I believe that liberal theology had some real strengths along with its weaknesses, which is what I'd also say about 20th-century evangelicalism. (And it's what I'd say about my own life too, for that matter!) So I would hope I have good things in common with liberal theology, whether in its 19th-, 20th-, or 21st-century forms -- such as a less reactive attitude toward scientific discoveries than their conservative counterparts often have had, or a deep commitment to work against systemic injustice to non-whites and women and gay people. Similarly, I would hope to have many good things in common with 20th-century conservative evangelical theology, and many good things in common with Pentecostal theology, and many good things in common with medieval Catholic theology, and so on. I don't want to carry on the black-and-white thinking about liberals that conservatives often promote, or the opposite.

Second, although I respect Scot on so many counts, I wouldn't want to overlook the many ways in which my proposals differ from traditional liberal theology. My attitudes and commitments regarding Jesus, the Holy Spirit, scripture, spiritual experience, institutionalism, personal commitment and conversion, evangelism and discipleship, and many other subjects make many of my liberal friends think of me as conservative. Sometimes I wonder if evangelicals simply use the word "liberal" as a way to say, "Let's stop listening to this person. He's too different from us, and so is not worth our time and attention." I hope that's not the case, but sometimes, this is what I feel like when evangelicals use "the L word."

For me, liberal is not automatically a bad word. If liberal means free from tyranny, I'm for it.
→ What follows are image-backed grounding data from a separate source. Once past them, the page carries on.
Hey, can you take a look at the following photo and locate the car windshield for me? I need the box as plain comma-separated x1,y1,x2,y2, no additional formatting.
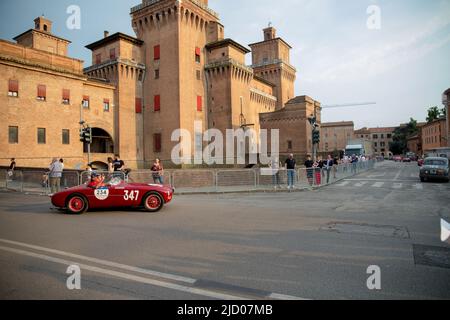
424,159,447,166
86,174,125,186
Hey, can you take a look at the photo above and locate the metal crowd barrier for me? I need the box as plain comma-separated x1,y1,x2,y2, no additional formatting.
1,160,377,195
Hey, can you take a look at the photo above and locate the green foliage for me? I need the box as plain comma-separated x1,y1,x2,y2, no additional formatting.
389,118,419,155
426,106,446,123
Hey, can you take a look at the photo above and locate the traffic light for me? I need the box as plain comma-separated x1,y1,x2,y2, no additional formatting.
79,128,85,142
84,127,92,144
312,130,320,145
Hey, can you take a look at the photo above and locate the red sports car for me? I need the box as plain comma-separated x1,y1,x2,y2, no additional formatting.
51,175,174,214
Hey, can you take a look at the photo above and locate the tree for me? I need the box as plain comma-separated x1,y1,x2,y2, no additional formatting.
426,106,442,123
389,118,419,155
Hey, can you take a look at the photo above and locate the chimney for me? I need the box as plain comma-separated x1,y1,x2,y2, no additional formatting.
104,31,109,38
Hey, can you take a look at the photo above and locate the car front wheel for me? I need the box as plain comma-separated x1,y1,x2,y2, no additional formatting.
66,195,88,215
143,192,164,213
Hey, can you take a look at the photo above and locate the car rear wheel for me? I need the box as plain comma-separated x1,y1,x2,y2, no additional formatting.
66,195,88,215
143,192,164,213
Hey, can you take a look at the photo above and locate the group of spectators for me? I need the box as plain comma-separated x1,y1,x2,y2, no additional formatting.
269,154,370,190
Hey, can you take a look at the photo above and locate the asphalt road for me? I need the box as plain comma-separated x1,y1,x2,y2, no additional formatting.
0,161,449,300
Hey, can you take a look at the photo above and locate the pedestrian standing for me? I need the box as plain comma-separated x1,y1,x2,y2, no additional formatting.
313,158,321,185
304,155,314,186
59,159,64,171
107,157,114,174
325,155,334,184
113,155,125,178
151,158,164,185
7,158,16,180
48,158,63,195
285,154,296,190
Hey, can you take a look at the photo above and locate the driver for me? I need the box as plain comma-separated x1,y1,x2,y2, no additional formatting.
88,172,106,189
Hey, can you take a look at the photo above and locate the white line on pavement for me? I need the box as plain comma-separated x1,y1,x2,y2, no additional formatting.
337,181,350,186
392,183,403,189
372,182,385,188
0,245,245,300
0,239,309,300
355,181,368,187
0,238,195,284
413,184,423,190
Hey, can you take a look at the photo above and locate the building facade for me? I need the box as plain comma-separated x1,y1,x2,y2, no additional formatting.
421,118,447,153
319,121,354,154
1,0,319,170
354,127,396,157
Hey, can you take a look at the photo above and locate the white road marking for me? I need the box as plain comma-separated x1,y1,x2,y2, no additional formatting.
337,181,350,186
268,293,309,301
413,184,423,190
0,238,309,300
0,245,245,300
372,182,385,188
394,168,404,181
355,181,368,187
392,183,403,189
0,238,195,284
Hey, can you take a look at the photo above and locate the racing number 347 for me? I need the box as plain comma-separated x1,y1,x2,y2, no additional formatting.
124,190,140,201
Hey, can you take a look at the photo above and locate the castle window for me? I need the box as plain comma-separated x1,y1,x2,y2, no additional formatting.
197,96,202,112
62,89,70,105
110,48,116,60
154,95,161,112
37,128,46,144
82,96,90,108
195,47,201,63
287,140,293,150
9,126,18,144
135,98,142,114
154,45,160,60
154,134,162,153
196,70,201,80
43,24,48,32
103,99,110,112
155,69,160,79
96,54,101,65
37,85,46,101
62,129,70,145
8,80,19,97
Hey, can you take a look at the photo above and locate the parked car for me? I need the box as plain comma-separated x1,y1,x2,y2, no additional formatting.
51,174,174,214
393,155,402,162
402,157,412,163
418,158,425,167
419,157,449,182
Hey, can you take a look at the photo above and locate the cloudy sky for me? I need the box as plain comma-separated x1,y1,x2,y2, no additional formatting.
1,0,449,129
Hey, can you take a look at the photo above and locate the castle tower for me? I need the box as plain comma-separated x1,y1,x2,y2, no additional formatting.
13,16,70,56
249,26,296,110
85,32,146,168
131,0,221,165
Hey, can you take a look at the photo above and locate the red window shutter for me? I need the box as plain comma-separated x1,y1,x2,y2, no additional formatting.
96,54,101,64
104,98,109,104
197,95,202,112
154,134,162,152
9,80,18,92
154,45,160,60
135,98,142,114
83,95,90,101
37,85,46,97
195,47,201,56
62,89,70,100
154,95,161,111
110,48,116,60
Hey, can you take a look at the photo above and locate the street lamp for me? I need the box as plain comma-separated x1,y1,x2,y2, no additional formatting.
443,89,450,148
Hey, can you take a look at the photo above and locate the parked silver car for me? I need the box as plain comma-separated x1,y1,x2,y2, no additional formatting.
419,157,449,182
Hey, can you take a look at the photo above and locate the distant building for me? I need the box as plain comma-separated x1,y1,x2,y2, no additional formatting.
354,127,396,157
421,118,447,153
319,121,354,155
444,88,450,147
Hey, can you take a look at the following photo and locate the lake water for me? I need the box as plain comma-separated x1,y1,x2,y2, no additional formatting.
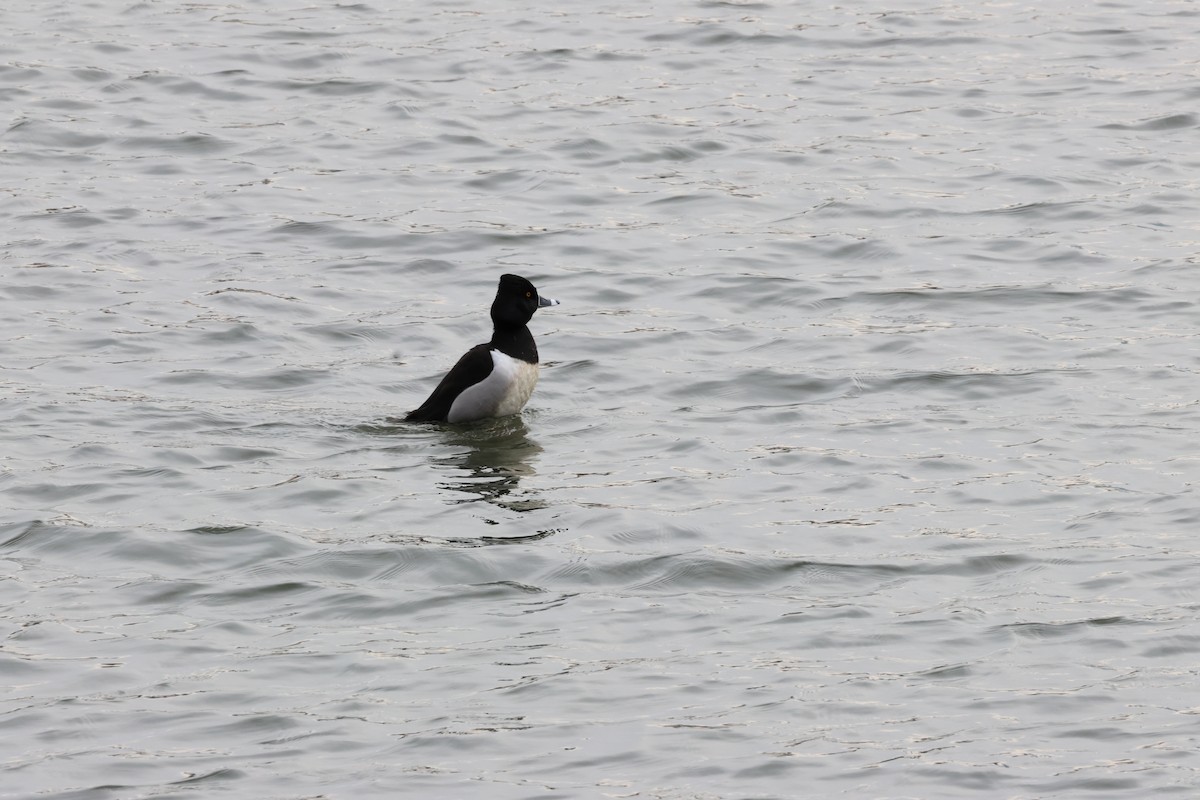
3,1,1200,798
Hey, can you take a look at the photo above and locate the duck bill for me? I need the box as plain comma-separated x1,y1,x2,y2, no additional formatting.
538,296,560,308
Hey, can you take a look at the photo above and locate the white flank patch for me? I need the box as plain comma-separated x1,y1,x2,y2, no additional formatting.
447,350,540,423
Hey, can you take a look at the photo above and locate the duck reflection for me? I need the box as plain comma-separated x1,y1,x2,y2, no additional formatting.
430,415,548,512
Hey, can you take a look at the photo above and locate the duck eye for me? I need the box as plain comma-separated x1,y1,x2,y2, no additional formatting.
525,291,532,299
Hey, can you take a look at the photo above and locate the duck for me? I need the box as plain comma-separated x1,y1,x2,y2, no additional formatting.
405,274,559,423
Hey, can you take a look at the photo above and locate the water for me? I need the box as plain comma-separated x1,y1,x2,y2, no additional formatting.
3,1,1200,797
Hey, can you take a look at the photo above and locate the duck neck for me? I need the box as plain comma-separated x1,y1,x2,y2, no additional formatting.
491,323,539,363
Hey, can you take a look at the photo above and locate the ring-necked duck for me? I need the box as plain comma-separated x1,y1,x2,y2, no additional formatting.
405,274,559,423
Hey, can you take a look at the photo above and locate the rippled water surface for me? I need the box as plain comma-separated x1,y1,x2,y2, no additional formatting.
4,1,1200,797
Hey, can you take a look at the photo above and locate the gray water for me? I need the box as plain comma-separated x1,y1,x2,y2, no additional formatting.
3,1,1199,798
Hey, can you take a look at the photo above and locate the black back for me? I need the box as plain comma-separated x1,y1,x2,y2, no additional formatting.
403,344,494,422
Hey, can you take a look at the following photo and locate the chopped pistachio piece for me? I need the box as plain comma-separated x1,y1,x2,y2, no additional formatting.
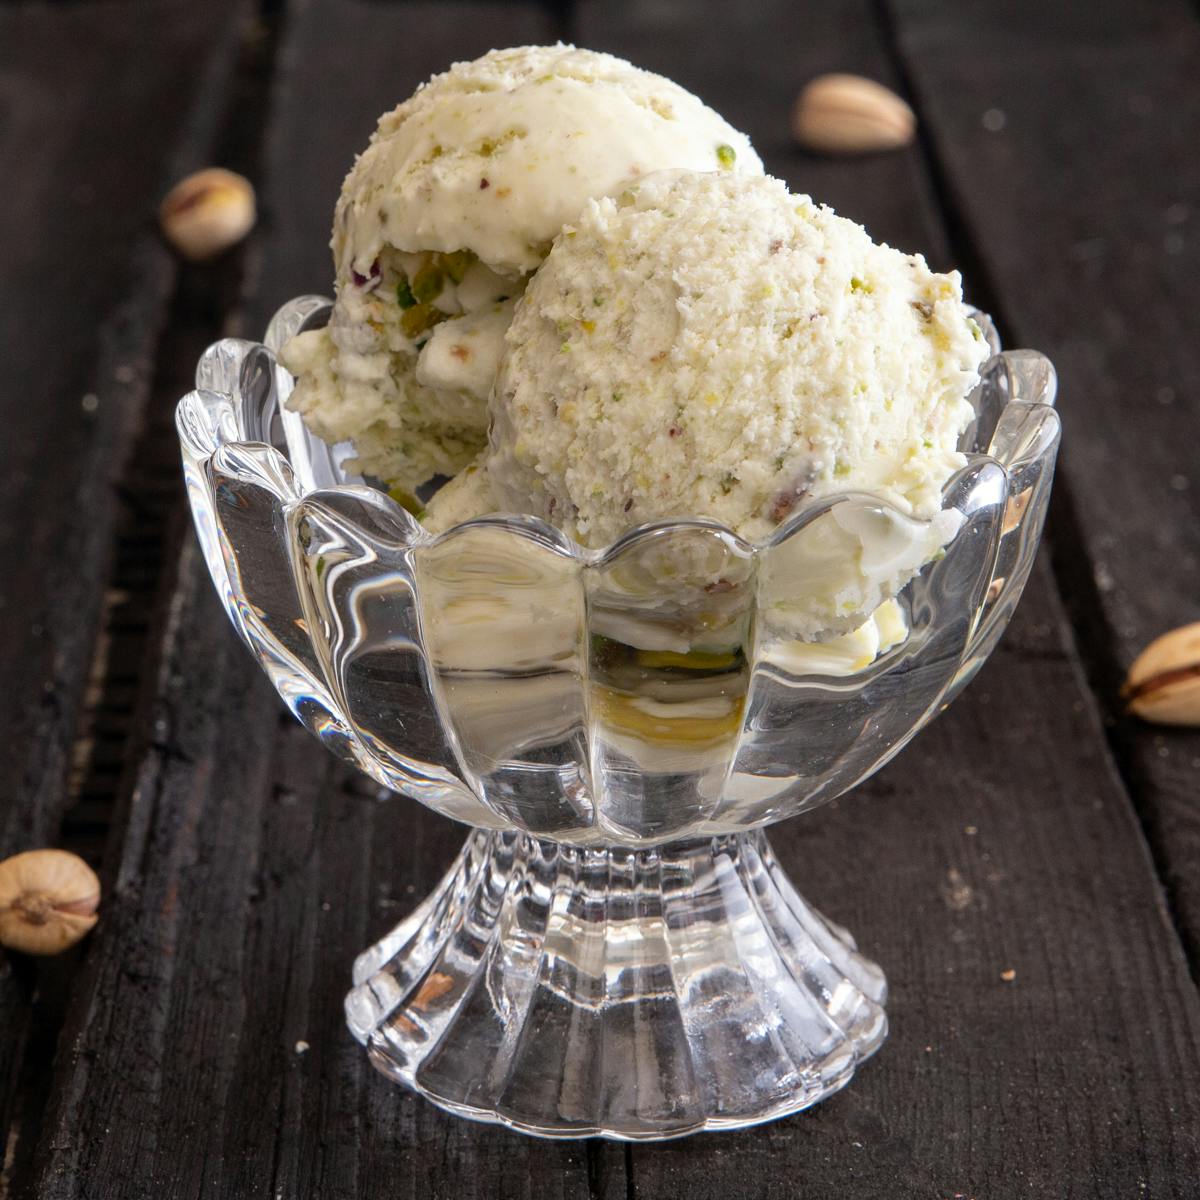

If liberal means generous, I'm for it. If liberal means believing that our best days are ahead of us, I'm for it. If liberal means welcoming honest questions and giving honest scholarship a fair hearing, I'm for it. If, on the other hand, liberal means without restraint, or careless about tradition, or dismissive of scripture, or institutional and lukewarm regarding commitment to Christ, and so on, then I wouldn't want to be associated with that. And we could say parallel things about the word conservative.

If you are happy to identify yourself with what is positive in 19th- and 20th-century theologies, then is your "New Kind of Christianity" really new? Or, to use McKnight's language, for whom is your new Christianity new? 
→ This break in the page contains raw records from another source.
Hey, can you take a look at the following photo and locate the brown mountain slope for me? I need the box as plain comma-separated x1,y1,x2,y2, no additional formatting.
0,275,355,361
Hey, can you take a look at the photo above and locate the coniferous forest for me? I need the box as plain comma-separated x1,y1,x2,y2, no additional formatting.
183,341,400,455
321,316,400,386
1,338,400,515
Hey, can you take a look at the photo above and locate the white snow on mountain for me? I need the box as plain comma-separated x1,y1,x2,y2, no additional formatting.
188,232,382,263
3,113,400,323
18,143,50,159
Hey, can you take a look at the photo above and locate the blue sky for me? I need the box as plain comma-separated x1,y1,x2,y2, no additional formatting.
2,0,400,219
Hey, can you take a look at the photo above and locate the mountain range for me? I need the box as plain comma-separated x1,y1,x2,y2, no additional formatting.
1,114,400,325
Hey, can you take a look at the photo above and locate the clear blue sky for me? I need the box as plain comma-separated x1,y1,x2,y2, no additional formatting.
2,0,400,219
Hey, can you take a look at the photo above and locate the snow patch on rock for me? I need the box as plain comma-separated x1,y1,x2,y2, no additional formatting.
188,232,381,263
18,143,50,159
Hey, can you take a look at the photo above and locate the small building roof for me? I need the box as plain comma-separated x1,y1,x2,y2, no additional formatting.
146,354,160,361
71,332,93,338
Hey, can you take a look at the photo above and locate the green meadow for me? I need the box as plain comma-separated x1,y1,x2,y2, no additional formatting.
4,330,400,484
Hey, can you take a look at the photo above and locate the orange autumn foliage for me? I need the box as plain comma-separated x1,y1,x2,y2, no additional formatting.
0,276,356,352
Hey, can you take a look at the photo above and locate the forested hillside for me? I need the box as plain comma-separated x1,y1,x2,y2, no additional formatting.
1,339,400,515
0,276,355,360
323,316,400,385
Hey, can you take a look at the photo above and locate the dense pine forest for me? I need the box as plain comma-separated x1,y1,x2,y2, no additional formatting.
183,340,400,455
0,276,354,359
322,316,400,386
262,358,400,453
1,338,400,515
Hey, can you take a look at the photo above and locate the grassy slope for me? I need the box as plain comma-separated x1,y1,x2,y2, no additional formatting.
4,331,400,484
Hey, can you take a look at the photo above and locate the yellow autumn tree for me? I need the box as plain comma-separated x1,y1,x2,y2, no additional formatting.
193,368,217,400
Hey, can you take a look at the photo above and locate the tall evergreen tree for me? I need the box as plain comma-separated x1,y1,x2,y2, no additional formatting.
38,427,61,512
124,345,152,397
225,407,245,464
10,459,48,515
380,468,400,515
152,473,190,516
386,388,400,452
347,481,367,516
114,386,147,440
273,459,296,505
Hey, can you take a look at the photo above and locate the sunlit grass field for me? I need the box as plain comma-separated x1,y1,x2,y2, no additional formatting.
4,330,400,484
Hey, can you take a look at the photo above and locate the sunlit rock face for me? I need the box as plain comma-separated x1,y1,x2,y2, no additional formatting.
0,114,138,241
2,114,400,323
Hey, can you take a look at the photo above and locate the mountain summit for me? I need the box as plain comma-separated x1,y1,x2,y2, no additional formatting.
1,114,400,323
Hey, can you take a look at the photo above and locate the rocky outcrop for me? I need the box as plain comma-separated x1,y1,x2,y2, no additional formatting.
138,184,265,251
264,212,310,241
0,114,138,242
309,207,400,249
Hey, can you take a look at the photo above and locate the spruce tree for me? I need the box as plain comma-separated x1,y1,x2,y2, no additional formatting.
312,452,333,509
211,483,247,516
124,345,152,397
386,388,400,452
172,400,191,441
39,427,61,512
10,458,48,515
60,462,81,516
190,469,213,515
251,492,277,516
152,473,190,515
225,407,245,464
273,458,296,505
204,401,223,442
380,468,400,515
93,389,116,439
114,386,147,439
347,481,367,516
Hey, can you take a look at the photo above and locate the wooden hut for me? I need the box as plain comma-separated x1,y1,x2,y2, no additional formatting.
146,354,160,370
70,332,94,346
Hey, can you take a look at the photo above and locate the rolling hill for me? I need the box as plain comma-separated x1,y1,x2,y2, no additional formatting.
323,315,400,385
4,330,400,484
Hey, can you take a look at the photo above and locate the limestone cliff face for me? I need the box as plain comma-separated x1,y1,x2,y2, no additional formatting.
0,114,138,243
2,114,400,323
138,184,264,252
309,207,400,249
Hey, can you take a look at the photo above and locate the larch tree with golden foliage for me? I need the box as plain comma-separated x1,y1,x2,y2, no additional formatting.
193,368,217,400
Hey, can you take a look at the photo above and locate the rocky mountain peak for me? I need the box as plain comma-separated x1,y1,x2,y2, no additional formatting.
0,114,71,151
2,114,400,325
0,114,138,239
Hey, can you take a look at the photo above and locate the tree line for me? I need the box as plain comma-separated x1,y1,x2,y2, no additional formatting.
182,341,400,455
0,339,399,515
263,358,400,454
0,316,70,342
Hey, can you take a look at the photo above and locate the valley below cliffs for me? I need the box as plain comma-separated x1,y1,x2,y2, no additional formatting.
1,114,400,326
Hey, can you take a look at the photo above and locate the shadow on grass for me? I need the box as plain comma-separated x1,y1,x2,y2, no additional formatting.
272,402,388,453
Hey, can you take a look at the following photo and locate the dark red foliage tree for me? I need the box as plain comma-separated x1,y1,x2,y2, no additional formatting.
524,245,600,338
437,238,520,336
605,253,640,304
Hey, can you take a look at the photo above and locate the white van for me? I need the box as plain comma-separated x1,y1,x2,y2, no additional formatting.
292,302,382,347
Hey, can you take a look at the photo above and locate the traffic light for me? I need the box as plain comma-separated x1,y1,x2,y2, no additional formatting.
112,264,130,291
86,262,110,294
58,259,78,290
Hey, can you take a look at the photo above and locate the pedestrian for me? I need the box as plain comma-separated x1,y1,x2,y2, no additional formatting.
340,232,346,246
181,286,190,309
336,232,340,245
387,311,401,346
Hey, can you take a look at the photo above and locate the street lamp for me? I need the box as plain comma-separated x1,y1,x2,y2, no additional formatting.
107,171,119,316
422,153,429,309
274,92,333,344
Obviously, I think something good and new is emerging. But equally obviously, anything that is both good and new will have a lot in common with antecedents that are good and old. I think of the Bible verse from Ecclesiastes that says there is nothing new under the sun. Then I think of the words of Lamentations, that God's mercies are new every morning, or from Isaiah, where God promises to do "a new thing." How do we resolve this apparent contradiction? The word new can't always be understood to mean "absolutely unprecedented and unique," which is what it seems to mean in Ecclesiastes. It can also mean, "fresh, refreshing, innovative, unexpected" -- as it does in Lamentations and Isaiah. It can mean a new stage in development, or a new recovery of something forgotten, or even a new combination of familiar things.